Brentuximab vedotin (BV) is an antibody drug conjugate targeting the CD30 antigen. It employs a cleavable protease linking to a monomethyl auristatin E (MMAE) cytotoxic payload. It was 2011 when the first U.S. Food and Drug Administration (FDA) approvals occurred in relapsed/refractory Hodgkin lymphoma (HL) and relapsed/refractory CD30+ anaplastic large-cell lymphoma (ALCL). Single-agent response rates exceeded 75 percent in both settings. The next approval arrived in 2015 to be used as a single-agent maintenance strategy in high-risk HL post–autologous stem cell transplantation. In 2017 it was approved for use in relapsed cutaneous T-cell lymphoma and CD30+ mycosis fungoides. Then, in 2018, it was approved for use in frontline HL as part of the AAVD (adcetris, adriamycin, vinblastine, dacarbazine) regimen based on a modest progression-free survival (PFS) benefit when compared to ABVD (adriamycin, bleomycin, vinblastine, dacarbazine). The HL trial leading to approval was called ESCHELON-1.
We now have a positive trial in CD30+ T-cell lymphoma called ESCHELON-2, which used a “repeal and replace” strategy, eliminating vincristine from the experimental regimen and substituting in BV. Patients with previously untreated CD30+ peripheral T-cell lymphoma (PTCL) were randomly assigned to treatment with BV, cyclophosphamide, doxorubicin, and prednisone (A+CHP) or to chemotherapy alone using cyclophosphamide, doxorubicin, vincristine, and prednisone (CHOP). The patients received 21-day cycles of either regimen, with a BV dose of 1.8 mg/kg each cycle. A total of six or eight cycles were given at the investigators’ discretion.

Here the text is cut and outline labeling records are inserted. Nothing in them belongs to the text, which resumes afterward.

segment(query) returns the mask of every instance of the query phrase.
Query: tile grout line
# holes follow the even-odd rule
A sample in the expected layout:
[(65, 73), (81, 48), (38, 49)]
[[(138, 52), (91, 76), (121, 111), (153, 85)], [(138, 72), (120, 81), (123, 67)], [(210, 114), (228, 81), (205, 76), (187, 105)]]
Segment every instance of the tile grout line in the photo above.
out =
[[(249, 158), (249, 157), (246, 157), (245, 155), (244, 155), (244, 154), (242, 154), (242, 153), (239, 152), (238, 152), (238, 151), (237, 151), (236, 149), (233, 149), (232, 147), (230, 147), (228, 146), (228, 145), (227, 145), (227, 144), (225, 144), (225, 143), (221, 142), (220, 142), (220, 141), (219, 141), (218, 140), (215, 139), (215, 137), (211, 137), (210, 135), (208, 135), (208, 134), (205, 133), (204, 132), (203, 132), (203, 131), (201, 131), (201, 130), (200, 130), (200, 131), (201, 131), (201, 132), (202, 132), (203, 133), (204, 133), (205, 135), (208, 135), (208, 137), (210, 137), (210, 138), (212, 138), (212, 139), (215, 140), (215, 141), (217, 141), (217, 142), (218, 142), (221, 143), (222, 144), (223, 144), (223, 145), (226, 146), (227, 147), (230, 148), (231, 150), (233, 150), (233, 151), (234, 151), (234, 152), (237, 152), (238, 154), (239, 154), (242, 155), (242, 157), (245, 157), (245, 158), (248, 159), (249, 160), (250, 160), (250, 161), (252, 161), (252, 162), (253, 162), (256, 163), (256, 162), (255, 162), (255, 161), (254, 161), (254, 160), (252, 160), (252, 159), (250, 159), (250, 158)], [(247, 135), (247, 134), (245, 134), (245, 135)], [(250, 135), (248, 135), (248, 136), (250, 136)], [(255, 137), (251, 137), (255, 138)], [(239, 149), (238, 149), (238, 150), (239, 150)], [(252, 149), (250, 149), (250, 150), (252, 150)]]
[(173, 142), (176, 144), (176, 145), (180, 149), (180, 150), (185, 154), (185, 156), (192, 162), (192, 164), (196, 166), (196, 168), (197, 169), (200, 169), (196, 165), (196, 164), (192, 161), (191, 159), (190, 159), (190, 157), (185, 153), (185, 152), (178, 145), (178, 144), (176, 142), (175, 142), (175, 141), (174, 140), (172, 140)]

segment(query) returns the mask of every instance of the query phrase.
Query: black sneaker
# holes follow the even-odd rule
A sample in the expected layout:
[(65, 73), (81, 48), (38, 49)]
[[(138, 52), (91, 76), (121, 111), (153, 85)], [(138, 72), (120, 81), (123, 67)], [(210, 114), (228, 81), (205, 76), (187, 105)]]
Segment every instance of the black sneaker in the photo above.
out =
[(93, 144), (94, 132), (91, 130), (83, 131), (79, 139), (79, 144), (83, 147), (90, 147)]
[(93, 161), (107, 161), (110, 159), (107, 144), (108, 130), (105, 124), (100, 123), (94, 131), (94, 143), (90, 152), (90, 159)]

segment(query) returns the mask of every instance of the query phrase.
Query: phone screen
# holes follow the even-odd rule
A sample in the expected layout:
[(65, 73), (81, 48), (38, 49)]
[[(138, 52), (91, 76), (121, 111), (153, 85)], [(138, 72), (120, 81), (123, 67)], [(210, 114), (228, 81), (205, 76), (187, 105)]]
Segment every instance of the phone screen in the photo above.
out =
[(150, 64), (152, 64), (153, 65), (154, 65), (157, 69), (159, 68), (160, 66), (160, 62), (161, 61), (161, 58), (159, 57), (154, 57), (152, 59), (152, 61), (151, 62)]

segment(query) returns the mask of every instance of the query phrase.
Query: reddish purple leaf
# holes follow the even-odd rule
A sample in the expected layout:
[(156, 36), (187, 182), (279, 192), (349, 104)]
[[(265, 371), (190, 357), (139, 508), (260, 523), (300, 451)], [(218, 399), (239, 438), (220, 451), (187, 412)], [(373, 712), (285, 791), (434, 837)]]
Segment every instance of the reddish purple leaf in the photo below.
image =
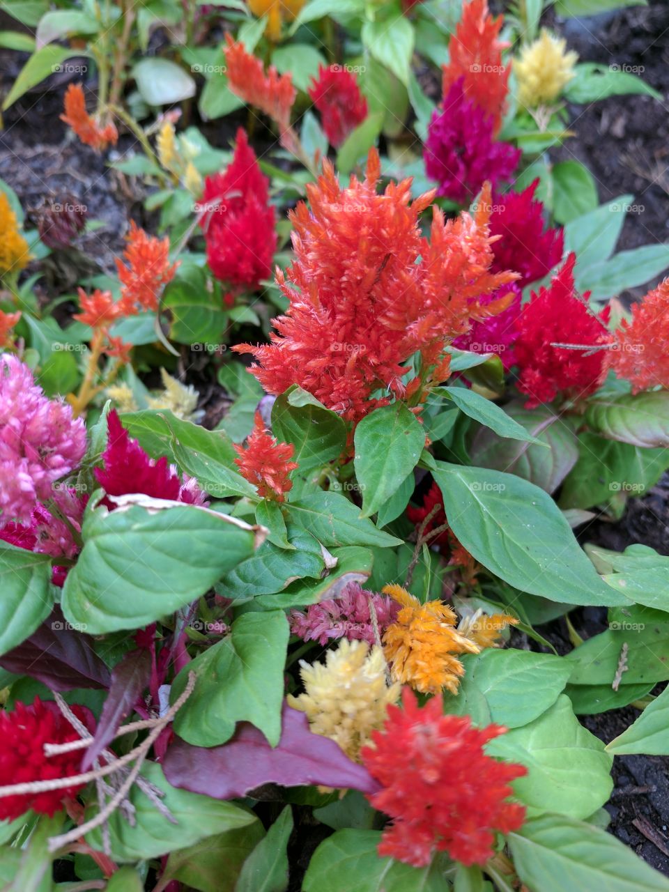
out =
[(0, 658), (0, 665), (37, 678), (52, 690), (108, 688), (110, 671), (92, 643), (90, 635), (70, 628), (56, 607), (29, 638)]
[(162, 764), (173, 787), (232, 799), (265, 783), (282, 787), (323, 784), (363, 793), (378, 787), (362, 765), (351, 762), (334, 740), (312, 734), (304, 713), (284, 704), (281, 739), (272, 749), (261, 731), (240, 722), (222, 747), (192, 747), (177, 738)]
[(112, 670), (112, 684), (97, 723), (93, 743), (81, 762), (82, 772), (88, 771), (104, 747), (116, 737), (116, 731), (128, 715), (151, 677), (151, 654), (148, 650), (131, 650)]

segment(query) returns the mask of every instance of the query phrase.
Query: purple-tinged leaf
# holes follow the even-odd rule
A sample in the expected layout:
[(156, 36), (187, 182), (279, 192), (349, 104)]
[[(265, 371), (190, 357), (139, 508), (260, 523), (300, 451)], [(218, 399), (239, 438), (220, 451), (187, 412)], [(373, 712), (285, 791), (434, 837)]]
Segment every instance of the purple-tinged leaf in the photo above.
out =
[(376, 781), (362, 765), (346, 756), (334, 740), (312, 734), (304, 713), (285, 703), (281, 739), (274, 749), (248, 722), (222, 747), (192, 747), (177, 738), (163, 762), (173, 787), (232, 799), (266, 783), (282, 787), (323, 784), (372, 793)]
[(29, 638), (0, 657), (0, 665), (36, 678), (52, 690), (109, 688), (110, 671), (92, 641), (89, 635), (70, 627), (56, 607)]
[(81, 763), (87, 771), (104, 747), (116, 737), (116, 731), (128, 715), (151, 676), (151, 654), (148, 650), (131, 650), (112, 671), (112, 685), (104, 701), (93, 743)]

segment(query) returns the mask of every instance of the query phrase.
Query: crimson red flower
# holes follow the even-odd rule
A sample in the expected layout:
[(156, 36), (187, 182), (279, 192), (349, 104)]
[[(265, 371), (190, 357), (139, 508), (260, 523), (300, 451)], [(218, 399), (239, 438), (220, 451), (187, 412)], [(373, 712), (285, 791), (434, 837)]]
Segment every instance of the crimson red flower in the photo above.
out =
[(500, 237), (492, 245), (493, 269), (515, 269), (524, 288), (547, 276), (562, 260), (562, 227), (544, 230), (543, 204), (534, 193), (539, 180), (523, 192), (508, 192), (492, 199), (490, 231)]
[(632, 393), (647, 387), (669, 389), (669, 279), (632, 308), (632, 320), (621, 322), (614, 349), (607, 351), (607, 368), (627, 378)]
[(483, 751), (507, 729), (473, 728), (468, 715), (442, 714), (441, 695), (420, 708), (405, 688), (402, 705), (388, 706), (384, 731), (372, 733), (375, 748), (361, 754), (383, 787), (368, 798), (393, 819), (379, 855), (423, 867), (437, 850), (463, 864), (484, 864), (492, 856), (495, 831), (508, 833), (524, 820), (524, 808), (507, 797), (509, 781), (526, 769)]
[(293, 487), (291, 471), (298, 467), (291, 461), (295, 451), (293, 443), (280, 443), (265, 430), (265, 424), (260, 412), (255, 413), (253, 430), (246, 440), (246, 449), (235, 445), (239, 456), (235, 464), (244, 480), (248, 480), (258, 490), (262, 499), (283, 501), (286, 492)]
[(550, 402), (558, 394), (578, 400), (596, 390), (603, 376), (604, 353), (599, 350), (555, 347), (565, 343), (586, 346), (607, 339), (608, 308), (599, 316), (582, 302), (574, 286), (575, 254), (569, 254), (548, 288), (533, 293), (518, 317), (516, 359), (520, 368), (518, 390), (528, 396), (525, 406), (533, 409)]
[(277, 250), (276, 214), (269, 203), (269, 181), (240, 128), (235, 156), (225, 173), (207, 177), (202, 226), (211, 272), (232, 289), (255, 290), (272, 272)]
[(320, 112), (327, 140), (335, 149), (367, 118), (367, 99), (358, 80), (341, 65), (319, 65), (318, 79), (313, 78), (309, 95)]
[[(87, 728), (95, 731), (95, 720), (86, 706), (72, 706), (72, 712)], [(40, 700), (30, 706), (17, 703), (11, 713), (0, 712), (0, 787), (35, 780), (53, 780), (80, 773), (81, 751), (45, 756), (45, 743), (69, 743), (79, 734), (62, 714), (55, 703)], [(45, 793), (28, 793), (0, 798), (0, 821), (13, 821), (29, 809), (40, 814), (54, 814), (62, 808), (66, 796), (75, 796), (84, 784)]]
[[(501, 126), (508, 93), (510, 64), (502, 62), (501, 51), (508, 44), (500, 41), (504, 20), (488, 12), (487, 0), (471, 0), (449, 43), (449, 63), (443, 66), (442, 92), (445, 96), (461, 78), (465, 96), (492, 119), (492, 131)], [(448, 108), (448, 106), (447, 106)]]
[[(150, 458), (136, 440), (132, 440), (120, 423), (116, 409), (107, 416), (107, 448), (103, 452), (104, 467), (95, 469), (95, 477), (108, 496), (141, 492), (153, 499), (170, 499), (188, 505), (202, 505), (204, 493), (194, 478), (181, 482), (167, 458)], [(110, 509), (116, 506), (105, 499)]]
[[(307, 186), (310, 206), (301, 202), (290, 215), (295, 259), (277, 276), (288, 310), (274, 320), (271, 344), (235, 348), (260, 360), (252, 371), (268, 392), (297, 384), (353, 421), (389, 403), (381, 390), (424, 399), (418, 388), (448, 374), (445, 344), (472, 317), (505, 309), (478, 298), (516, 277), (488, 271), (489, 190), (473, 217), (445, 221), (434, 207), (428, 239), (419, 215), (434, 193), (411, 202), (404, 180), (378, 194), (379, 176), (374, 150), (366, 178), (353, 177), (344, 188), (324, 161), (323, 175)], [(424, 376), (405, 384), (401, 363), (417, 351)]]

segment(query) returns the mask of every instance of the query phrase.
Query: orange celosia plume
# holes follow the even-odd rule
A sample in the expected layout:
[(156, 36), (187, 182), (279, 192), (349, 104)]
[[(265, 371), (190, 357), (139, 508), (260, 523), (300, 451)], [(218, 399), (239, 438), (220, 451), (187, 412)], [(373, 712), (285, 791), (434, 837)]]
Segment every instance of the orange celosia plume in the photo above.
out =
[(632, 393), (660, 384), (669, 389), (669, 279), (632, 308), (632, 320), (624, 320), (615, 333), (614, 349), (607, 351), (606, 369), (632, 384)]
[(442, 78), (444, 95), (464, 78), (465, 95), (492, 117), (495, 133), (501, 126), (511, 71), (510, 63), (505, 65), (501, 58), (508, 44), (498, 39), (502, 24), (502, 16), (490, 14), (487, 0), (467, 4), (449, 44), (450, 58)]
[(61, 115), (82, 143), (90, 145), (95, 152), (102, 152), (108, 145), (116, 145), (119, 133), (112, 121), (104, 127), (92, 118), (86, 111), (86, 99), (80, 84), (70, 84), (65, 93), (65, 114)]
[[(425, 383), (448, 374), (444, 346), (473, 318), (506, 305), (483, 306), (478, 298), (517, 277), (489, 271), (488, 187), (473, 217), (446, 221), (433, 207), (427, 238), (419, 216), (434, 192), (411, 202), (407, 179), (379, 194), (379, 177), (376, 150), (366, 178), (351, 177), (345, 188), (324, 162), (318, 182), (307, 186), (309, 206), (301, 202), (289, 215), (294, 260), (285, 276), (277, 273), (288, 310), (274, 320), (271, 344), (235, 348), (259, 360), (253, 374), (268, 392), (297, 384), (353, 421), (390, 401), (373, 396), (380, 389), (420, 401)], [(417, 351), (425, 374), (405, 384), (401, 363)]]

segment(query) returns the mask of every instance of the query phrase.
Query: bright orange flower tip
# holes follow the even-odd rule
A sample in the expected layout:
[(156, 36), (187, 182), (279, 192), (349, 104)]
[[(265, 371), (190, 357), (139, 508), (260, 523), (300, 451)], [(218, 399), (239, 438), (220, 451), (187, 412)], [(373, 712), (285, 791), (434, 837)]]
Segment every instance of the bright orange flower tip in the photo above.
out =
[(227, 66), (227, 84), (232, 92), (248, 105), (264, 112), (282, 130), (290, 127), (291, 109), (297, 91), (289, 72), (279, 74), (270, 65), (267, 74), (262, 62), (247, 53), (242, 43), (226, 35), (223, 50)]
[(450, 59), (443, 66), (442, 91), (464, 78), (464, 92), (493, 119), (500, 129), (504, 114), (511, 65), (504, 64), (501, 51), (508, 46), (499, 39), (503, 17), (493, 19), (487, 0), (471, 0), (449, 44)]
[(235, 444), (235, 450), (239, 457), (235, 459), (239, 473), (256, 487), (258, 495), (262, 499), (284, 501), (285, 493), (293, 487), (289, 475), (298, 467), (297, 462), (290, 461), (295, 451), (294, 445), (277, 442), (265, 430), (260, 413), (256, 412), (246, 449)]
[[(138, 304), (142, 310), (156, 310), (163, 288), (174, 277), (180, 261), (169, 265), (169, 239), (147, 235), (134, 220), (126, 236), (125, 266), (117, 260), (121, 301), (127, 308)], [(131, 310), (127, 310), (126, 315)]]
[(86, 99), (81, 84), (70, 84), (65, 92), (65, 114), (61, 120), (68, 124), (85, 145), (102, 152), (108, 145), (116, 145), (119, 133), (113, 121), (104, 127), (86, 111)]

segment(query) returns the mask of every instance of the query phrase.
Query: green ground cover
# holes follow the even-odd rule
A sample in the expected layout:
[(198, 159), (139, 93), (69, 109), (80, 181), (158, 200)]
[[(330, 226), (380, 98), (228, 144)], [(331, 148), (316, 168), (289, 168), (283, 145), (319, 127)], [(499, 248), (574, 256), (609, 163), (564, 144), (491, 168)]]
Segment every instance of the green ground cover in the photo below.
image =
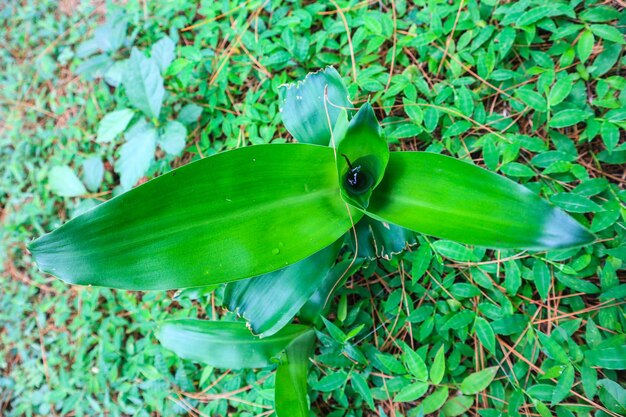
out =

A total of 452 patients were randomly assigned. A+CHP was superior to CHOP for the primary endpoint of PFS, with a median of 48.2 versus 20.8 month in the CHOP group (hazard ratio, 0.71; p=0.01). To put it another way, the three-year PFS for A+CHP was 57.1 percent, versus 44.4 percent for CHOP. A+CHP was also superior for overall survival with a hazard ratio of 0.66 (p=0.024). Rates of adverse events were similar between groups. Febrile neutropenia was seen in 18 percent of A+CHP patients and in 15 percent of the CHOP group, and peripheral neuropathy was observed in 52 percent and 55 percent of these patients, respectively.
Outcomes for patients with aggressive T-cell lymphomas have remained frustratingly inferior to those of their B-cell counterparts. There has been no rituximab equivalent to close the gap. However, with the completion of the ESCHELON-2 trial, it seems the gap will finally narrow for a subset of patients with T-cell lymphoma. In ESCHELON-2, 70 percent of patients enrolled had systemic anaplastic large cell lymphoma (sALCL), a T cell lymphoma defined by high expression of CD30. The benefit observed in the trial was large in this group of patients and seems to have driven the overall results. For patients with the much more common entity of PTCL-NOS and the less common entity of angioimmunoblastic T-cell lymphoma (AITL), which tend to have weak expression of CD30, there was no statistically significant benefit in PFS.
In Brief
In the trial, CD30+ was defined as more than 10 percent of cells by local review. Any case of sALCL will easily meet that threshold. Perhaps 50 to 60 percent of your PTCL-NOS and AITL will meet that threshold. So, should you use BV to treat any T-cell lymphoma with CD30+ features? My opinion is, no. I would definitely add BV to manage any case of sALCL. I find the data in PTCL-NOS and AITL unconvincing and believe more study is required to prove the benefit in these subtypes. However, BV did receive broad FDA approval for use in any CD30+ T-cell lymphoma. Whether one opts to use it in just sALCL or more broadly, it is clear we have achieved a major therapeutic advance in the frontline management of some T-cell lymphomas.
Competing Interests
Dr. Kahl has received consulting fees from Seattle Genetics.